They are usually made of plywood here in the UK but plastic is making inroads.
I'm not sure Michael. Is a hawk available in chrome?
Aluminum here, though they have gotten thinner over the years. My first (hawk) from 30+ years ago is still fairly flat, later ones bend down around from center and take a crown after minimal use.
The real question is, do they use a mill or lathe to put the circular grooves in?
I don't understand "bolt-up torque."
Those jugs are pulled down, via four nuts, onto
studs that are projecting out of a flat face,
which is the crankcase surface.
My bmw jugs look pretty much the same, and
are snugged down to a flat one piece machined
As long as the underside of the mounting flange,
and the surface it is being bolted to, are
both flat to within a thou or so, nothing
in the jug is going to move when that force
Or am I missing something here?
My first approach at cleaning up a jug was
making a fixture that went into a 10 SB machine.
Seemed like too much work so after that I went
to a specialty shop that bored and honed with
a sunnen. Cheap at twice the price.
a Harley cylinder is bolted down as you said.
however the head is pulled down by 5 bolts which puts a strain on the upper cylinder flexing it so thats the reason for the torque plates.
having said that ive bored lots of shovelhead and some panhead cylinders before i started using torque plates and have never had any returned for reasons related to boring or any other reason.

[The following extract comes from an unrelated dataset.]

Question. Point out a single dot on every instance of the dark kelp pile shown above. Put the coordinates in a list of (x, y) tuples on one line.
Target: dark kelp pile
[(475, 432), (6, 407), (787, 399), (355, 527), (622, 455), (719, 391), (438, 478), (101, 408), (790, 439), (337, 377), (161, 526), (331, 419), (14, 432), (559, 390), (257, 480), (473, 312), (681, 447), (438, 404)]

i havent bored any Blockhead cylinders.
the biggest problem i did see on HD engines using hydraulic lifters was the person wouldnt let the lifter bleed down after adjusting the valves then they would cycle the engine thru bend a valve and crack a valve guide and usually the head also.

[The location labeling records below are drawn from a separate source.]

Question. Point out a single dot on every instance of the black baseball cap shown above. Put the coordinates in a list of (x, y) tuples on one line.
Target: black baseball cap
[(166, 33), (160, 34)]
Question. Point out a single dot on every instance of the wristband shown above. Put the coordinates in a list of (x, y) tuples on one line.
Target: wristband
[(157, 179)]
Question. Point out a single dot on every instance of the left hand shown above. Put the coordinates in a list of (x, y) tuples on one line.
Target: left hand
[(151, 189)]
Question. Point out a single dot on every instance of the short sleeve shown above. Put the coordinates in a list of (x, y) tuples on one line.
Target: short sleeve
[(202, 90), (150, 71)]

i love home schooled mechanics they will keep you in business, at least for a while.
i dont mind adjusting valves on Shovelheads so i use solid lifter adapters and dont have the bleed down problem...jim
What I found with the old style cylinders is, the thin area that protrudes into the case flares out about .002" when the four nuts are tightened, an area about 2" down from the head bolts will bulge in about .001". At least use a torque plate on the bottom of the cylinder, otherwise the piston will tend to rock at the bottom of the stroke causing the rings to wear a groove.
Its good to use the same type of gaskets with the torque plates, but use new ones on assembly.

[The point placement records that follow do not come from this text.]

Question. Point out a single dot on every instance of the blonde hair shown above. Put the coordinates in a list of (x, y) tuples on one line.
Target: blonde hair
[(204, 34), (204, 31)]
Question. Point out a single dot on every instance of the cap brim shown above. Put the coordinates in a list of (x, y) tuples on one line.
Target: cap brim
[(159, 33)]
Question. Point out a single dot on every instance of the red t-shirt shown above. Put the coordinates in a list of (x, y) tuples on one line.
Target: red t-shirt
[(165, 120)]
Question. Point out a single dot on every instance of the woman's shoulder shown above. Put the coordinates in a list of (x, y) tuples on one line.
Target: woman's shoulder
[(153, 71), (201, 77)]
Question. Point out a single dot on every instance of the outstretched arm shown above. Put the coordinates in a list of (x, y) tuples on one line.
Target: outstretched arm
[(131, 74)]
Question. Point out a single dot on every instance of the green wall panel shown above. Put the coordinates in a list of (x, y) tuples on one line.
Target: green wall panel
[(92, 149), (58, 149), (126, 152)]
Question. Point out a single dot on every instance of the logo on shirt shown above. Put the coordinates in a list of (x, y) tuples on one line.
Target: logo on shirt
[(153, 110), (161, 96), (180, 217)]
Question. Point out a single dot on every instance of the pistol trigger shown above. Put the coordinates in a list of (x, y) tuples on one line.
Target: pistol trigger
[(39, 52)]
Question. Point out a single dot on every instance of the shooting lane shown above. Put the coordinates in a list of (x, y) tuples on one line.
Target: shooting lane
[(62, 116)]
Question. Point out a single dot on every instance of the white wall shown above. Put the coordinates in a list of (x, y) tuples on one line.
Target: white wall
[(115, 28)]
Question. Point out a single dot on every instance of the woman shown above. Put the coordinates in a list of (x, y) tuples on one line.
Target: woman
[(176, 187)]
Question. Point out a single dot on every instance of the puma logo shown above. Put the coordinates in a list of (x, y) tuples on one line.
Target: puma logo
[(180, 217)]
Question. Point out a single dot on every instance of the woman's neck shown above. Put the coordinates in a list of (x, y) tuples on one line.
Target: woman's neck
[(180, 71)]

One problem I encounter on pan/shovel hydraulic lifters is, often an after market cam is used. These cams develop their lift by grinding down the base circle of the cam. This causes the lifters to drop below the oil holes in the tappet guides, starving the lifter. The top oil groove on the lifter can be widened upward to help with that.
benesesso did mention a good point, years ago I was shocked to find a knucklehead cylinder grew by almost an eighth of an inch at top operating temp- no wonder HD adapted the hydraulic lifters to their machines.
Typical cylinder growth is about .060", lifters compress at cold .100".
The top motor mount is designed to flex.
One of the most interesting things is, how the oil is returned in the 1999 and earlier big twin engines.
Cylinders growing an eighth inch.......come on get real.
If that were true the compression ratio would drop about four to five points,and you would need magic pushrods also.
i seem to recall that the late Casey LaRue used to market a gage for adjusting Shovelhead lifters and the gap was 1/2" before bleed down is that about right?
how is the oil returned on the Blockhead im guessing it doesnt drain VIA the cast in return gallery like the Shovel?...jim
No, .125 growth on those old small bore iron cylinders.
CR was probably 6 or 7 to 1 0n a thirties knuck?
And the magic push rods were the hydraulic lifters- that's why HD bought the GM lifter design in the first place.
Of course this is all "hanging around in old shops" talk- I sure don't have a testing rig.
Anyone know the real measurement?
Ah, a torque plate for the *top* of the head.
That makes more sense.
tooljim, the blockheads and twincams drain from the the head via a straight hole along the edge of the cylinder into the crankcase compartment, very much like the early panheads that had the hydraulic lifter in the top of the pushrod 52 and earlier off the top of my bald head.
I remember those adjusting tools, but never owned one.
Jim rozen, on Hardly old Ablesons its the base of the iron cylinders the distort the most, the BMWs probably less prone to these problems. I have always wanted a BMW.